Review of 3 Godfathers

3 Godfathers (1948)
10/10
Great Ford Western
23 December 2006
I just watched this on TCM didn't even know that it was coming on and glad I did.

This is the first time I ever saw this film all the way through, before I've only caught snippets of it here and there as I flipped through the channels.

I have to honestly say run don't walk down to your nearest video retailer and get the DVD. There is really nothing not to like about this film, and its even got a tie in to Christmas! Directed by John Ford as a remake of his silent film "The Marked Men" (1919) which had already been made twice before the 1919 version, lol. It was also John Ford's first Technicolor film and its somewhat unique in that it actually doesn't use Monument Valley as its location.

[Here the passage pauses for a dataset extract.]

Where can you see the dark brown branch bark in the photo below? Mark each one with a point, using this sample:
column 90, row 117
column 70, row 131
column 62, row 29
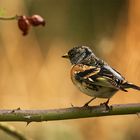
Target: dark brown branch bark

It stars a lot of Ford's stable of actors, John Wayne, Harry Carry Jr., Ward Bond, Hank Worden, Ben Johnson, and actor Pedro Armendáriz who is just great in the role of one of the title's godfathers, Wayne & Carry Jr. being the others.

This film is now up there with "The Searchers" as my favorite Ford film. It doesn't have that "knock you over the head civics lesson" sermonizing that a lot of Fords films have, its got a little bit of schmaltz and melodrama in very small dollops that you can swallow & which is OK.

But don't get this expecting showdown gunfights, there aren't any, and the film still works.

Basically the story line: Three men ride into the town of New Jersusalem, Arizona to rob its bank. In the process Carry Jr. is wounded in the shoulder and looses his horse as they ride out of town into the desert, pursued by Sheriff Sweet (Bond) and posse members that include actors Worden and Johnson.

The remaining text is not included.